I could dimly make out a breakwater. I thrashed for sea room, taking a couple of breakers across the waist. The water, fortunately not too chilly, sluiced through my cheesy spray skirt and left me sitting in a puddle. I made a mental note to buy a better skirt the next day.
Meanwhile, I had more serious concerns, as the waves seemed determined to put me on shore. I clawed my way out toward Jim.
We continued along the neck, unable to hear each other. I kept an eye on him. He kept an eye on me. We gave each other room to maneuver. We surfed.
Past Edmund’s Cove and Tip’s Cove, the lake had settled, so we could paddle closer and talk to each other. We saw a big point ahead.
“Is that it?” one of us asked. Together we realized it was not Sewall Point and Wolfeboro Bay, but Jockey Cove, which is large and cuts deeply enough that in the past it was a portage point for canoes to cross to Winter Harbor without facing the tumult we had met on the outside passage. Carry Beach, on Winter Harbor, is named for it.

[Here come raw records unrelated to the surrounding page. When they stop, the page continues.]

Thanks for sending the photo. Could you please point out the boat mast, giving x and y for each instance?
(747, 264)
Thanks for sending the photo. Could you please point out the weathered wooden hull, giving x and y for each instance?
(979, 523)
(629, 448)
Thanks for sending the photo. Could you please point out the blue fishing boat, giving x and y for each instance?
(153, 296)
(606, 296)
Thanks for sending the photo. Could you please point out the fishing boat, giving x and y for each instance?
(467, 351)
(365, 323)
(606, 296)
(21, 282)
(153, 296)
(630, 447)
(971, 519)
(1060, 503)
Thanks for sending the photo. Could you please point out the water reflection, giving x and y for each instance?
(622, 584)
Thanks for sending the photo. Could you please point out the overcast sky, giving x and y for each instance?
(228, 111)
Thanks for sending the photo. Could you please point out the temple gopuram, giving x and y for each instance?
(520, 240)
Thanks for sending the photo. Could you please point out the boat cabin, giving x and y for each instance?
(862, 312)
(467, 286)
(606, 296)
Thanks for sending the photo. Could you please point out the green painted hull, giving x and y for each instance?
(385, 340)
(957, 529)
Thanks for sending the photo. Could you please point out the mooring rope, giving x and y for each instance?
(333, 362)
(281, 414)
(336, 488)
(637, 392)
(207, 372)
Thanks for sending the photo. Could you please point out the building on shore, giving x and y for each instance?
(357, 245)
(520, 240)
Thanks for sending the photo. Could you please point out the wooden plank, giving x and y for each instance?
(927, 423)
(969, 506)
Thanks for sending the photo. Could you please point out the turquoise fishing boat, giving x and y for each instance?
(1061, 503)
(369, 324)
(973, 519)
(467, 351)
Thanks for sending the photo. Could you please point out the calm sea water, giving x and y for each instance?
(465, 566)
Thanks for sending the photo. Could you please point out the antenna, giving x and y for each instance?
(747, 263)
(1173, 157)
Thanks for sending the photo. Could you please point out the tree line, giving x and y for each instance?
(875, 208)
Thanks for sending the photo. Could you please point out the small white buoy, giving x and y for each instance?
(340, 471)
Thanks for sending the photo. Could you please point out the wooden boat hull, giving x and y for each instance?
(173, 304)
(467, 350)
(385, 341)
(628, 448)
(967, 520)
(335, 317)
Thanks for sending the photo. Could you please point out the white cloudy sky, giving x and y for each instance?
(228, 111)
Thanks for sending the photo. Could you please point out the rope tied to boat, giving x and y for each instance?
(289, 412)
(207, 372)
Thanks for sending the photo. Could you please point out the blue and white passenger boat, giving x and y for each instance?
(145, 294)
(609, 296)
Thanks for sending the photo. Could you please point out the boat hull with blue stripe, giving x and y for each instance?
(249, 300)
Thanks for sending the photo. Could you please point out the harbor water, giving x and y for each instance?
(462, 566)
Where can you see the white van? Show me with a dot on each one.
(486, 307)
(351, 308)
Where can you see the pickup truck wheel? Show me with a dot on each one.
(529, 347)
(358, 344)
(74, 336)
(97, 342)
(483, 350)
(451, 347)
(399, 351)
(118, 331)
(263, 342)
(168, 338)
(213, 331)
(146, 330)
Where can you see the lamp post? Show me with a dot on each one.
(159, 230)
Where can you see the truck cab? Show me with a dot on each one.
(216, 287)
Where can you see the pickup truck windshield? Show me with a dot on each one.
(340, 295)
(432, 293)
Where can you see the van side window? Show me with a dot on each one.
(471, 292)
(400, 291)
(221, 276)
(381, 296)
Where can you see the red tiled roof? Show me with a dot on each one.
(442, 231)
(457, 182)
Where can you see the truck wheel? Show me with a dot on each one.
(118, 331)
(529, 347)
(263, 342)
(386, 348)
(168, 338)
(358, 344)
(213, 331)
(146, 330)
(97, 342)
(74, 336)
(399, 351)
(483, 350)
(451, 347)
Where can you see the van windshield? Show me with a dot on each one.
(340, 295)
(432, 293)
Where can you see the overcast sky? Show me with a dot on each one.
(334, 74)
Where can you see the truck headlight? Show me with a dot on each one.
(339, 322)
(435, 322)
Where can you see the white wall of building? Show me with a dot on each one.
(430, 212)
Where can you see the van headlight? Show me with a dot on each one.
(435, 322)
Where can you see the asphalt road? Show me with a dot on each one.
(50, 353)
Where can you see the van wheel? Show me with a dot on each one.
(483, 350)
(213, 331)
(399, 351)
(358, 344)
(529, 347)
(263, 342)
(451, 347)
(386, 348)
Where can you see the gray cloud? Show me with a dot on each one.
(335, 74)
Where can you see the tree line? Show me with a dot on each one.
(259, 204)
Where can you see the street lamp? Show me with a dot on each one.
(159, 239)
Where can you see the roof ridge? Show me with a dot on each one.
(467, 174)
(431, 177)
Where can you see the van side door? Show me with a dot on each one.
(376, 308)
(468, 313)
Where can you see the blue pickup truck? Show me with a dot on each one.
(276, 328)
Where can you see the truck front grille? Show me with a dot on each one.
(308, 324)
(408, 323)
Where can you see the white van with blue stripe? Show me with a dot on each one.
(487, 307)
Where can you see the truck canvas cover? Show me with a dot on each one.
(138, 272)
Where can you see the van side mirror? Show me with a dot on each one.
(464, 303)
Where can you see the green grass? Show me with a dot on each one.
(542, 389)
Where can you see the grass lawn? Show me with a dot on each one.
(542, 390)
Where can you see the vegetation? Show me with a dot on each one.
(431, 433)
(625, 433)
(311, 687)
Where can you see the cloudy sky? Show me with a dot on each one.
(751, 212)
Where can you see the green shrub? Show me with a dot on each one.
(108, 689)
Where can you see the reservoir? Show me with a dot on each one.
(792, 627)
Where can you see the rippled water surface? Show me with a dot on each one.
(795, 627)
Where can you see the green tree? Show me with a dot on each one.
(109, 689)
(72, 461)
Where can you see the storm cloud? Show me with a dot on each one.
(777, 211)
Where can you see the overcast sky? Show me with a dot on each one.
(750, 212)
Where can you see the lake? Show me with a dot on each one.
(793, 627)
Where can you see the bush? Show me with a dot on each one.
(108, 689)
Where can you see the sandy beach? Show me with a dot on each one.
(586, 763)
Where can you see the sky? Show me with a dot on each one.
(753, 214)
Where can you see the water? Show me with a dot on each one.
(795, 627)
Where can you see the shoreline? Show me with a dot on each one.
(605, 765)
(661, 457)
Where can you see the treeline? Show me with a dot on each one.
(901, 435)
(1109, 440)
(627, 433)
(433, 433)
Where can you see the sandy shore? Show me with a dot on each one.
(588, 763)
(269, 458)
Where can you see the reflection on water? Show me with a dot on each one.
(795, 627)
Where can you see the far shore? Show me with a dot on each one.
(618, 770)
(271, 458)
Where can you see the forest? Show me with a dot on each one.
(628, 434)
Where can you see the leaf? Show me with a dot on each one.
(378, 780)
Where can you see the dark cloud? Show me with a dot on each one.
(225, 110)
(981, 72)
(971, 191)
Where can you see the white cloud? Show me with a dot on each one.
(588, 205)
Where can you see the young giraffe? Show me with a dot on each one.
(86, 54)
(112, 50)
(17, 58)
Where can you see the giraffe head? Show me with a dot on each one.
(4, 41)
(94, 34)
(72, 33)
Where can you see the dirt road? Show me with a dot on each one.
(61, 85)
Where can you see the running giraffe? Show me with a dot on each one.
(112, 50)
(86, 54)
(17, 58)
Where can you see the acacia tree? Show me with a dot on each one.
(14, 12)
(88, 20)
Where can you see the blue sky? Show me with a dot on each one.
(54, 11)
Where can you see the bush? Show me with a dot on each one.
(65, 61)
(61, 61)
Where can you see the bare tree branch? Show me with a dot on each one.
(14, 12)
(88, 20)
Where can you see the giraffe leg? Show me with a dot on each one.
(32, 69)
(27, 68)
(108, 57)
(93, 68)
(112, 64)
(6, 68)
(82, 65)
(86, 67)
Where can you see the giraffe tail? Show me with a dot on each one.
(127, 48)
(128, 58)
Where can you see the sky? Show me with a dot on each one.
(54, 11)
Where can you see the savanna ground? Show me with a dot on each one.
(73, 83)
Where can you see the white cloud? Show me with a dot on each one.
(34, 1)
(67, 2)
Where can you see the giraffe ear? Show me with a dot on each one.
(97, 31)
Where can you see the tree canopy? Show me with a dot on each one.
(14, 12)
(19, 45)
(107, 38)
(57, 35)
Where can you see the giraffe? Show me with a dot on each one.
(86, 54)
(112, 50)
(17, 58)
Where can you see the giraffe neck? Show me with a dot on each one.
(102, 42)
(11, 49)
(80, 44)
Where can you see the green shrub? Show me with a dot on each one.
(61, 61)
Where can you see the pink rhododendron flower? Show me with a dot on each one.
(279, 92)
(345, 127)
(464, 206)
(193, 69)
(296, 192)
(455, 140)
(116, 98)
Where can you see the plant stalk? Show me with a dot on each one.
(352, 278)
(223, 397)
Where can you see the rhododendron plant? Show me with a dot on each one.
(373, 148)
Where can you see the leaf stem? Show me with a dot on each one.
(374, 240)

We had let our guards down a bit when suddenly we found ourselves in a bizarre, confused sea with a shrieking wind funneling out of the cove. Because Wolfeboro Neck is fairly high, and the Carry Beach isthmus is barely above lake level, with more high land inland, it took the wind that lashed the length of Winter Harbor, shoved it through the venturi of Carry Beach and spit it out Jockey Cove with its very own steep, assertive wave pattern meeting the lake-long march of waves on which we rode, at a slightly quartering angle with a fierce wind to match.
It was nothing you could surf. To surf it would mean riding out into the big stuff that still rolled down the lake. Where the wave trains met and crossed, they tossed up crests at random, shredded into spindrift by the crosswind.
I set my boat across this mess and stroked for all I was worth, almost entirely on the windward side. I was ahead of Jim, so I couldn’t see him, but I couldn’t worry about that until I’d gotten out of the trap and could look around carefully.
Spray blew right across my boat. The wind was harder than anything we’d met since we poked our noses out around Umbrella Point and had decided to turn back.
As soon as I got beyond the mouth of Jockey Cove, the relatively gentle remnants of the prevailing wind returned the water to the coherent pattern we’d been riding. I spotted Jim. We worked toward each other.
We surfed around Sewall Point, really just surging on the foot-high chop. We could spare a glance then, at little lighted airplanes off to the east, and one small dot that looked like it was probably in orbit. We also saw one good shooting star.
Even though my seat was squishy and clammy from my adventure in the breakers, I was happy to drift there in the shelter of Sewall Point and look at the sky and the shore, and talk about subjects lofty and low. After a while, the chill got to us both and we headed for home.
For rough weather or night maneuvers, paddlers need to know their abilities are pretty close and that they can handle the worst that might happen on that occasion. Obviously you can’t prepare for something like a heart attack or a seizure, but a party of two had better be confident that under most circumstances one won’t have to rescue the other. That way, if things get a little hairy, like they did at Jockey Cove, each paddler can deal with conditions. If paddlers are roughly equal, both will feel like continuing or backing off at about the same time.
Night paddling is risky. With two it is riskier than with three or four. With one it’s not much riskier than with two, except that your death might not be witnessed. So I can’t suggest anybody go out and do it. But we did see some really cool stuff on this and many other night voyages. Make sure your gear is solid, your skills are up and your will is current. And if you don’t feel like taking a risk, don’t. It doesn’t need to be done.